Pedro Vicente Leitao (CERN)

Description

The MOnolithic Stitched Sensor chip (MOSS) is a development prototype towards the innovative ITS3 vertexing detector for the ALICE experiment at the LHC. Designed using a 65 nm CMOS Imaging technology, it aims at profiting from the stitching technique to construct a single-die monolithic pixel detector of 1.4 cm x 26 cm. The MOSS chip is one of the prototypes developed within CERN-EP R&D to learn how to make stitched wafer-scale sensors with satisfactory yield. This contribution will describe the challenges encountered and some of the techniques adopted in the design of the chip.

Summary (500 words)

The ALICE collaboration is pursuing the development of a novel and considerably improved vertexing detector called ITS3 to replace the three innermost layers of the Inner Tracker System during the Long Shutdown 3 of the LHC. The primary goals of the upgrade are to reduce the material budget, targeting the unprecedented value of 0.05% X0 per layer, and to place the first layer at a radial distance of 18 mm from the interaction point.
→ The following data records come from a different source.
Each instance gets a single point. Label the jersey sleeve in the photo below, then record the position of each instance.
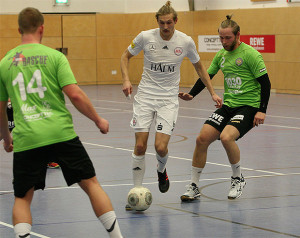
(65, 75)
(214, 66)
(3, 91)
(192, 53)
(136, 45)
(256, 64)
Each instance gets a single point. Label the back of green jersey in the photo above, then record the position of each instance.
(241, 68)
(32, 76)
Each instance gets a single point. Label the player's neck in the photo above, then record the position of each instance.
(31, 39)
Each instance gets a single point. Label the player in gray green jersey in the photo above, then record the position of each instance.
(246, 95)
(34, 77)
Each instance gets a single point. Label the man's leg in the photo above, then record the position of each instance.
(138, 158)
(161, 148)
(228, 138)
(208, 134)
(102, 206)
(22, 219)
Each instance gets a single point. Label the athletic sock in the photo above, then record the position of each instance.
(162, 161)
(22, 230)
(196, 172)
(138, 169)
(236, 170)
(110, 223)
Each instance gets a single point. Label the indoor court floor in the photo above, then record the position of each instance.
(269, 206)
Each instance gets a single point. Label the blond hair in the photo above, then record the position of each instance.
(165, 10)
(228, 23)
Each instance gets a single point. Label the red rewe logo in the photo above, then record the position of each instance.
(178, 51)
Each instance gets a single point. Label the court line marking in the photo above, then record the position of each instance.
(179, 158)
(184, 108)
(155, 182)
(31, 233)
(228, 221)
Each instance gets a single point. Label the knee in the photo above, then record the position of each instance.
(140, 149)
(161, 149)
(202, 140)
(88, 184)
(225, 138)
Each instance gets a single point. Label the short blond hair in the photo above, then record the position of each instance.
(165, 10)
(228, 23)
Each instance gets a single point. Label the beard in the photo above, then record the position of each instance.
(231, 47)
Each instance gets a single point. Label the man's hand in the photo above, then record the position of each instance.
(103, 125)
(217, 100)
(8, 145)
(259, 118)
(185, 96)
(127, 88)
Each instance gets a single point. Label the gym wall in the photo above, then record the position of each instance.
(96, 42)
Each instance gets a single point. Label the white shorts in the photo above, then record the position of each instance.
(163, 112)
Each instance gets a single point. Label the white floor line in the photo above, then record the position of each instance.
(31, 233)
(180, 158)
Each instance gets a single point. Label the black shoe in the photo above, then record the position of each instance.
(163, 181)
(128, 207)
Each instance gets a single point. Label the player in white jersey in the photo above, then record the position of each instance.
(157, 96)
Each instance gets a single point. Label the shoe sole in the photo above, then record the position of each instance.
(164, 190)
(188, 199)
(232, 198)
(128, 208)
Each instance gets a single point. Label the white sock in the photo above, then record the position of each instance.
(110, 223)
(22, 230)
(162, 161)
(196, 172)
(138, 169)
(236, 170)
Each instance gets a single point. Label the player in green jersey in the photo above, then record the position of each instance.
(34, 77)
(246, 95)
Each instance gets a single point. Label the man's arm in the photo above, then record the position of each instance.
(4, 131)
(127, 87)
(201, 71)
(265, 84)
(83, 104)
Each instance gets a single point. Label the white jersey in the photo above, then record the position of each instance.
(162, 61)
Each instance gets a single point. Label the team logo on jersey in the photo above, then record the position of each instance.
(262, 70)
(152, 47)
(239, 61)
(132, 45)
(134, 121)
(18, 57)
(178, 51)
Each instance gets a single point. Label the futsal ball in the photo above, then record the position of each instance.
(139, 198)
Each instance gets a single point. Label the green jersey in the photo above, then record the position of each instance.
(32, 76)
(241, 68)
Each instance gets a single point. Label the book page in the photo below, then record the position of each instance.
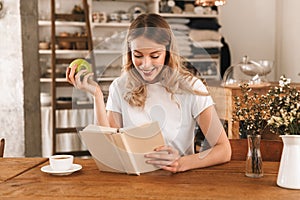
(141, 140)
(102, 147)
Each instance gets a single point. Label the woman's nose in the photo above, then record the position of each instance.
(147, 62)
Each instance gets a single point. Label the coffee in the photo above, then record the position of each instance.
(61, 162)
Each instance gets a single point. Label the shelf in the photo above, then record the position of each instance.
(62, 51)
(70, 105)
(183, 15)
(102, 79)
(117, 25)
(60, 23)
(107, 51)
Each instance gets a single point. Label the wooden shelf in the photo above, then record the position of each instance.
(117, 25)
(63, 51)
(61, 23)
(169, 15)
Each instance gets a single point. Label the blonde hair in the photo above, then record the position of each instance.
(174, 76)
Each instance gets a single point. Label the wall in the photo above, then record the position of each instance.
(267, 29)
(19, 79)
(289, 39)
(249, 28)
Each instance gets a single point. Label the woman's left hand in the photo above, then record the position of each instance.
(165, 157)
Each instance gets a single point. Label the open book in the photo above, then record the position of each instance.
(122, 150)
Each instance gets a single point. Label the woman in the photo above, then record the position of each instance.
(155, 86)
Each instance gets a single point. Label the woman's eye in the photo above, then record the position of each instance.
(155, 56)
(138, 56)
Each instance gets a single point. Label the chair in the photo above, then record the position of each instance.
(2, 144)
(270, 149)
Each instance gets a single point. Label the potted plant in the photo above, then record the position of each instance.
(284, 109)
(250, 112)
(279, 111)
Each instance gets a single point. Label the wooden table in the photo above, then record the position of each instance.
(224, 99)
(12, 167)
(226, 181)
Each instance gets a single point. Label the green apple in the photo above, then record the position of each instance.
(81, 65)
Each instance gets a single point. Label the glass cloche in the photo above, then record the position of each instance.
(248, 71)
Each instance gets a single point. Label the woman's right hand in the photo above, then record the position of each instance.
(86, 83)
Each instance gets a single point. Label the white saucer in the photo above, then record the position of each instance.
(49, 170)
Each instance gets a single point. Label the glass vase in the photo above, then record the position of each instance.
(254, 165)
(289, 169)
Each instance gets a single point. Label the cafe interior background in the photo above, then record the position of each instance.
(260, 29)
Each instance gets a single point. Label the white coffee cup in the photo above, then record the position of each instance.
(61, 162)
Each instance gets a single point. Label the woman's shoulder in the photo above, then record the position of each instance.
(198, 84)
(119, 83)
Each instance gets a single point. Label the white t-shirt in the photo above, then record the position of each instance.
(177, 118)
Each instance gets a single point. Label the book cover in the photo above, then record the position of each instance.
(122, 150)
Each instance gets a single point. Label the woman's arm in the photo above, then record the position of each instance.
(220, 151)
(88, 85)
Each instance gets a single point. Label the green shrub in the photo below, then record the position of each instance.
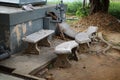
(73, 7)
(114, 9)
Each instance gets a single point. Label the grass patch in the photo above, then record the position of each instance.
(75, 8)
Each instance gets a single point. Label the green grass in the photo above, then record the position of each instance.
(75, 8)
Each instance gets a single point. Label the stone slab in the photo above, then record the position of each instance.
(8, 77)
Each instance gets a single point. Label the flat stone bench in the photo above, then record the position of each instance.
(91, 31)
(62, 51)
(36, 39)
(85, 37)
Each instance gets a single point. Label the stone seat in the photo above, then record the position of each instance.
(36, 39)
(62, 51)
(91, 31)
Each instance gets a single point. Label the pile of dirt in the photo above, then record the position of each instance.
(105, 22)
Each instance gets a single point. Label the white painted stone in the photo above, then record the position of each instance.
(37, 36)
(66, 47)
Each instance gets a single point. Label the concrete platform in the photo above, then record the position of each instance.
(8, 77)
(26, 64)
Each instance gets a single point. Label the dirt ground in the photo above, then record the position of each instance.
(92, 66)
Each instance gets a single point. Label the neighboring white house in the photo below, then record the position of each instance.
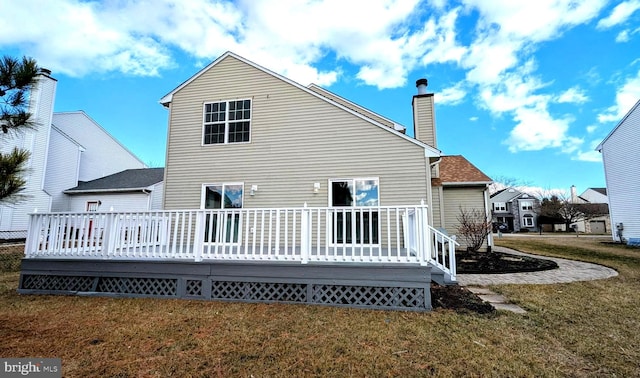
(129, 190)
(513, 210)
(621, 157)
(65, 148)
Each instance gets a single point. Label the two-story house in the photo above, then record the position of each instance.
(66, 149)
(513, 210)
(241, 132)
(621, 157)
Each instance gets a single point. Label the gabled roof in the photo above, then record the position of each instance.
(130, 180)
(166, 99)
(456, 170)
(633, 108)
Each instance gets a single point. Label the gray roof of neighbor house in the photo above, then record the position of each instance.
(125, 181)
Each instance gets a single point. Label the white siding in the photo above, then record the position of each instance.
(621, 157)
(62, 169)
(122, 202)
(297, 140)
(156, 196)
(104, 155)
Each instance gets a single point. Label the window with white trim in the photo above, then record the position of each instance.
(355, 193)
(93, 205)
(227, 122)
(222, 196)
(527, 220)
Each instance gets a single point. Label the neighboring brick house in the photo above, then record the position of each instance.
(513, 211)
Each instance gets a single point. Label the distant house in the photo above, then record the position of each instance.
(235, 125)
(621, 157)
(129, 190)
(513, 210)
(66, 148)
(593, 200)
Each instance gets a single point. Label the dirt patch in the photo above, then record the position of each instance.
(459, 299)
(499, 262)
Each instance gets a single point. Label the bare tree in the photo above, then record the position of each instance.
(474, 226)
(16, 79)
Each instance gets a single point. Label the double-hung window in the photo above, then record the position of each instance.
(357, 219)
(227, 122)
(222, 197)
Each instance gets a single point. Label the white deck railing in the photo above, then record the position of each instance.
(384, 234)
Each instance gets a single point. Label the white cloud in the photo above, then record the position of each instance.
(627, 96)
(450, 96)
(572, 95)
(536, 130)
(620, 14)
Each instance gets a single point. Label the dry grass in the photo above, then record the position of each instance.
(578, 329)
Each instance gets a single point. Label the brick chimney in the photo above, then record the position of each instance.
(423, 115)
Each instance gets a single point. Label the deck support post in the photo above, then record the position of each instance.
(305, 234)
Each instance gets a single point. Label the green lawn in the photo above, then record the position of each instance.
(578, 329)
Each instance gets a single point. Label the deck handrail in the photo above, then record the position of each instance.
(379, 234)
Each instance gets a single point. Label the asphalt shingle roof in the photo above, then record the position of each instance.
(130, 179)
(457, 169)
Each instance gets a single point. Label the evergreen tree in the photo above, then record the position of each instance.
(16, 78)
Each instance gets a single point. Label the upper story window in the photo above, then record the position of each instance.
(227, 122)
(526, 205)
(355, 192)
(222, 196)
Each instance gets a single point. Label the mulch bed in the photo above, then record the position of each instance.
(461, 300)
(498, 262)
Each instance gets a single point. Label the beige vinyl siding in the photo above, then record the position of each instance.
(465, 197)
(297, 139)
(424, 119)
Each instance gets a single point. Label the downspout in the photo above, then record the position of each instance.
(488, 215)
(430, 192)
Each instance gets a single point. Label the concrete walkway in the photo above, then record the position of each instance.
(568, 271)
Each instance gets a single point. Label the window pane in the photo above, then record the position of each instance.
(214, 133)
(239, 132)
(341, 193)
(213, 197)
(367, 193)
(233, 196)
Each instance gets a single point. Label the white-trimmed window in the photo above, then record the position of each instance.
(360, 193)
(93, 205)
(527, 220)
(222, 196)
(526, 205)
(227, 122)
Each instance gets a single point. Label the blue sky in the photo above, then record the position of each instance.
(524, 89)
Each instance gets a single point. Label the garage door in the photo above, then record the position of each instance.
(597, 227)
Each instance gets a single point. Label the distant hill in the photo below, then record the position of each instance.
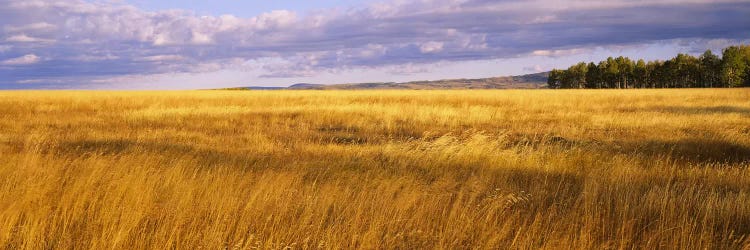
(530, 81)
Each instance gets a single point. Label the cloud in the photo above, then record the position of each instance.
(23, 60)
(27, 39)
(431, 47)
(111, 39)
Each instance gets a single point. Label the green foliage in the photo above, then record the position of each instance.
(682, 71)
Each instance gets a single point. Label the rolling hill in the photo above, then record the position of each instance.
(530, 81)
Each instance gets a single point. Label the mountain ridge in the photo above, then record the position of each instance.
(528, 81)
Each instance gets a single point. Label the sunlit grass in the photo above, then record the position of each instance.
(375, 169)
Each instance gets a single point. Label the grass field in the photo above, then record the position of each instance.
(554, 169)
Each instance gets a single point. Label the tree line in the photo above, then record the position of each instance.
(708, 70)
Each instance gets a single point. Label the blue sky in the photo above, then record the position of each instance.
(138, 44)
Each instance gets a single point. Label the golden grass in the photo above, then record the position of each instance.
(375, 169)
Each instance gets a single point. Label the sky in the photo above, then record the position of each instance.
(194, 44)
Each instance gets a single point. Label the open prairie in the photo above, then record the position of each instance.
(528, 169)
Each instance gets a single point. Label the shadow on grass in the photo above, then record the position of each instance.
(694, 150)
(701, 110)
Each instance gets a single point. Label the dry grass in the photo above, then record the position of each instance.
(375, 169)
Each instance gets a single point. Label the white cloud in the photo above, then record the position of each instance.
(30, 27)
(431, 47)
(104, 38)
(161, 58)
(23, 60)
(27, 39)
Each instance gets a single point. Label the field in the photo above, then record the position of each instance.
(528, 169)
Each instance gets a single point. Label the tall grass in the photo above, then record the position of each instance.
(375, 169)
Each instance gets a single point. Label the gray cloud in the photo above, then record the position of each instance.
(57, 40)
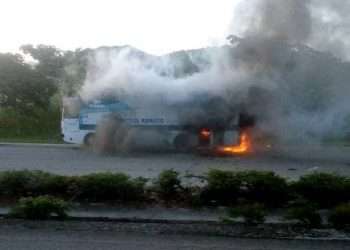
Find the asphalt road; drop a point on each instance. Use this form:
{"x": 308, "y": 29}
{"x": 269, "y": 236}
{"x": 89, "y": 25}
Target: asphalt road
{"x": 36, "y": 238}
{"x": 290, "y": 162}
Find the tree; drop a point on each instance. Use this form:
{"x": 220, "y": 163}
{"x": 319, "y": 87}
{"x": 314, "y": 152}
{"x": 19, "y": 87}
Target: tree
{"x": 21, "y": 87}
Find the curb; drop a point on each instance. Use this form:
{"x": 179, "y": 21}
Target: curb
{"x": 40, "y": 145}
{"x": 185, "y": 227}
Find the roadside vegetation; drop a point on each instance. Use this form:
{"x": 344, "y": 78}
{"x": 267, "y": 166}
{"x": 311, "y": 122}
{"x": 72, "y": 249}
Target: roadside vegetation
{"x": 248, "y": 195}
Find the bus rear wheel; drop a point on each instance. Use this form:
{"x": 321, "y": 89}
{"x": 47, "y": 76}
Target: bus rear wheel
{"x": 89, "y": 139}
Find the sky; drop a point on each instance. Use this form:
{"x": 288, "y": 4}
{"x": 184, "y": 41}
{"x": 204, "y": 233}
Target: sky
{"x": 155, "y": 26}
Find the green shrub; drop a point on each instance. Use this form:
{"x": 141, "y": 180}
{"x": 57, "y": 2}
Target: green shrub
{"x": 340, "y": 216}
{"x": 251, "y": 213}
{"x": 32, "y": 183}
{"x": 109, "y": 187}
{"x": 39, "y": 208}
{"x": 223, "y": 187}
{"x": 305, "y": 214}
{"x": 168, "y": 185}
{"x": 325, "y": 190}
{"x": 264, "y": 187}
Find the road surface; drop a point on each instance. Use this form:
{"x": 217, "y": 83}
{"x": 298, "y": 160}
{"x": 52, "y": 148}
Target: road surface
{"x": 39, "y": 237}
{"x": 290, "y": 162}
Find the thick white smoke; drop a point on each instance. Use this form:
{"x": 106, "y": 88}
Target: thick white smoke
{"x": 275, "y": 71}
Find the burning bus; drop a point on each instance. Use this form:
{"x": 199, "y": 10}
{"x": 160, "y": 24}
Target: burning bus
{"x": 206, "y": 125}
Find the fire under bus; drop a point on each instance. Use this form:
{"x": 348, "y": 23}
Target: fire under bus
{"x": 180, "y": 126}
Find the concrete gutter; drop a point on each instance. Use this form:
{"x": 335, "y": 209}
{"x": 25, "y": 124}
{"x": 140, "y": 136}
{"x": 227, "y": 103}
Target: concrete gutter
{"x": 179, "y": 221}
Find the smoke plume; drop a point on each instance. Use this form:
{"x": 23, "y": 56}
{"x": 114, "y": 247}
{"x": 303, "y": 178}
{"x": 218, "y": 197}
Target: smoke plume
{"x": 286, "y": 65}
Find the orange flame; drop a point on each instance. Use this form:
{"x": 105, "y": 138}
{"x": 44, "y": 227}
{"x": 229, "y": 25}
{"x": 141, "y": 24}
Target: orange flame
{"x": 205, "y": 133}
{"x": 243, "y": 147}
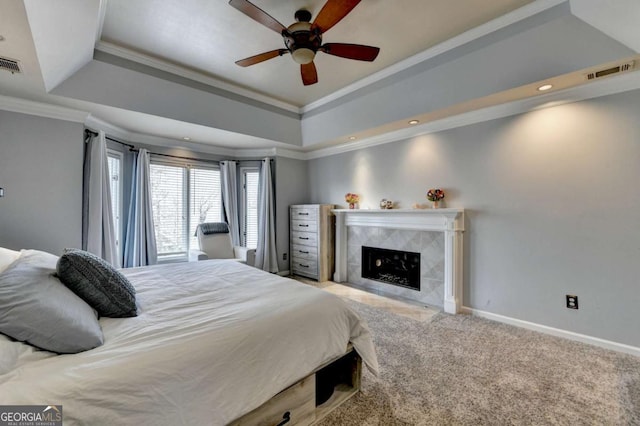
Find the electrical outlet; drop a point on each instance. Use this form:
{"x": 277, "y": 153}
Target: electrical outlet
{"x": 572, "y": 301}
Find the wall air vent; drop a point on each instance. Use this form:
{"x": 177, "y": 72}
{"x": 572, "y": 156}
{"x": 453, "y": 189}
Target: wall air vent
{"x": 9, "y": 65}
{"x": 627, "y": 66}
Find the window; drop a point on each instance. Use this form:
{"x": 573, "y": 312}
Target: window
{"x": 114, "y": 160}
{"x": 250, "y": 182}
{"x": 182, "y": 197}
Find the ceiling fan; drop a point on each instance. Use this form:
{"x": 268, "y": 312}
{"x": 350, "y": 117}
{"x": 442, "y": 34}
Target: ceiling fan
{"x": 303, "y": 39}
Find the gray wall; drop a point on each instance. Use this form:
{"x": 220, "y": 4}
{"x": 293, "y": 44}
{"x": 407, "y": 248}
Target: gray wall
{"x": 552, "y": 208}
{"x": 292, "y": 187}
{"x": 41, "y": 172}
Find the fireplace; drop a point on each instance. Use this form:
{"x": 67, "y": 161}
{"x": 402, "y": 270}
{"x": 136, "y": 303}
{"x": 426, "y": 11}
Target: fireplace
{"x": 435, "y": 234}
{"x": 401, "y": 268}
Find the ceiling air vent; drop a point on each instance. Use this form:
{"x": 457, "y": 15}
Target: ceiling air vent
{"x": 627, "y": 66}
{"x": 9, "y": 65}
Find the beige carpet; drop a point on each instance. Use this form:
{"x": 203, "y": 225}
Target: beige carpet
{"x": 463, "y": 370}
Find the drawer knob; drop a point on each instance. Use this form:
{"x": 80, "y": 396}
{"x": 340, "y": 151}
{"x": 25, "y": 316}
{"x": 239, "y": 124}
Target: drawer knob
{"x": 286, "y": 417}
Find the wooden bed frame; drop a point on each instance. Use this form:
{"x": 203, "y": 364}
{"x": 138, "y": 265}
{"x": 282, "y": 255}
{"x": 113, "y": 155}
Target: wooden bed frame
{"x": 302, "y": 403}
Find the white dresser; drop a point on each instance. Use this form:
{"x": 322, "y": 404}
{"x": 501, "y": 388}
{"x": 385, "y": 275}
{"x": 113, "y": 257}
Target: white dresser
{"x": 312, "y": 240}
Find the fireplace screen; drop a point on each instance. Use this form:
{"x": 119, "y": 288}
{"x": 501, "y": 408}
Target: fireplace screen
{"x": 400, "y": 268}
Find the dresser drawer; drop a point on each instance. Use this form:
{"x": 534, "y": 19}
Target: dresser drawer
{"x": 304, "y": 225}
{"x": 305, "y": 213}
{"x": 304, "y": 266}
{"x": 298, "y": 403}
{"x": 304, "y": 252}
{"x": 304, "y": 238}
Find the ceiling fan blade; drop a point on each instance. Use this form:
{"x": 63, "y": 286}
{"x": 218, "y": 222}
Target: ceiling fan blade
{"x": 309, "y": 73}
{"x": 254, "y": 12}
{"x": 332, "y": 12}
{"x": 351, "y": 51}
{"x": 256, "y": 59}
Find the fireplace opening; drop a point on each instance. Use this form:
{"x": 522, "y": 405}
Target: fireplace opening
{"x": 401, "y": 268}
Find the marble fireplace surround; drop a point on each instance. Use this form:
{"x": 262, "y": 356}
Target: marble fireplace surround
{"x": 450, "y": 221}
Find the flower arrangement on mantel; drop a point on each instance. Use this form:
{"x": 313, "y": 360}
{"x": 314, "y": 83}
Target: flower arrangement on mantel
{"x": 435, "y": 195}
{"x": 352, "y": 199}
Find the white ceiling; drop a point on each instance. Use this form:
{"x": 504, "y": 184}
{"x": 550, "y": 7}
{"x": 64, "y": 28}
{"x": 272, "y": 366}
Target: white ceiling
{"x": 199, "y": 41}
{"x": 210, "y": 35}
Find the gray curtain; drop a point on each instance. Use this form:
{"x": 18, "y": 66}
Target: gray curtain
{"x": 98, "y": 233}
{"x": 229, "y": 183}
{"x": 266, "y": 256}
{"x": 140, "y": 240}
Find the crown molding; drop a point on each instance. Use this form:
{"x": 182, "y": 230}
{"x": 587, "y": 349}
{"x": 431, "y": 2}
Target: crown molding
{"x": 42, "y": 109}
{"x": 607, "y": 86}
{"x": 152, "y": 62}
{"x": 503, "y": 21}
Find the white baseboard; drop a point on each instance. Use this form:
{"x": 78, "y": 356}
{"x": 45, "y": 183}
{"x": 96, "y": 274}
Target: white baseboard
{"x": 607, "y": 344}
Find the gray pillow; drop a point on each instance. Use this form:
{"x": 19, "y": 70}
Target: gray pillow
{"x": 35, "y": 307}
{"x": 97, "y": 283}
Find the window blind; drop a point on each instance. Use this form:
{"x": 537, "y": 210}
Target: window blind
{"x": 114, "y": 164}
{"x": 205, "y": 199}
{"x": 251, "y": 209}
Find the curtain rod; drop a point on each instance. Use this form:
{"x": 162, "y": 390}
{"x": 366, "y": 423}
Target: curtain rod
{"x": 88, "y": 132}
The impact parameter resolution will improve by a factor two over all momenta and the tracking efficiency at low transverse momentum will drastically increase.
The new detector will consist of three cylindrical layers, with each half-cylinder constituted by monolithic sensors bent at radii of 18, 24 and 30 mm. The length of each wafer-scale silicon die in the beam direction is about 26 cm and the widths of the dies on the three layers are about 56, 75 and 94 mm. Significant material reduction is achieved with cooling by air flow and avoiding or minimising other external components, including flexible circuits, in the active area.
A first step towards this objective is the MOnolithic Stitched Sensor (MOSS) prototype. Developed using a commercial 65 nm CMOS Imaging technology, it aims at profiting from the stitching technique on 12” wafers to manufacture a single-die sensor of 1.4 cm x 26 cm. The primary goal of the MOSS prototype is to learn how to make a stitched monolithic particle detector with a satisfactory yield.
The MOSS prototype features one left endcap, 10 repeated sensor units and one right endcap. Every repeating sensor unit is subdivided into two halves, top and bottom, each with 4 pixel matrices. The pixel pitch in the top half is of 22.5 um and of 18.0 um in the bottom half. The two pixel pitch values are intended to compare the yield with different layout densities and spacing margins. Every top and bottom halves of the repeating sensor unit have an independent supply, both for analog and digital power, totalizing over 40 distinct supply nets for the matrices and peripheries on the whole chip. This powering granularity allows maintaining off single repeating sensor units in case of manufacturing defects potentially causing short circuits that could otherwise affect the entire chip.
Data transmission over the 26 cm of silicon is prototyped by means of a backbone bus crossing the stitching boundaries which features an independent power supply.
Each half repeating sensor unit can be isolated from the stitched backbone bus and independently operated through dedicated pads on the long edge of the chip.
A global serial port and a data transmission port are available in the left endcap edge to demonstrate and study readout and control of all the repeated units from a common interface at one edge of the chip.
This paper will discuss the challenges encountered and some of the techniques and solutions adopted at various levels in the design of the innovative MOSS prototype chip.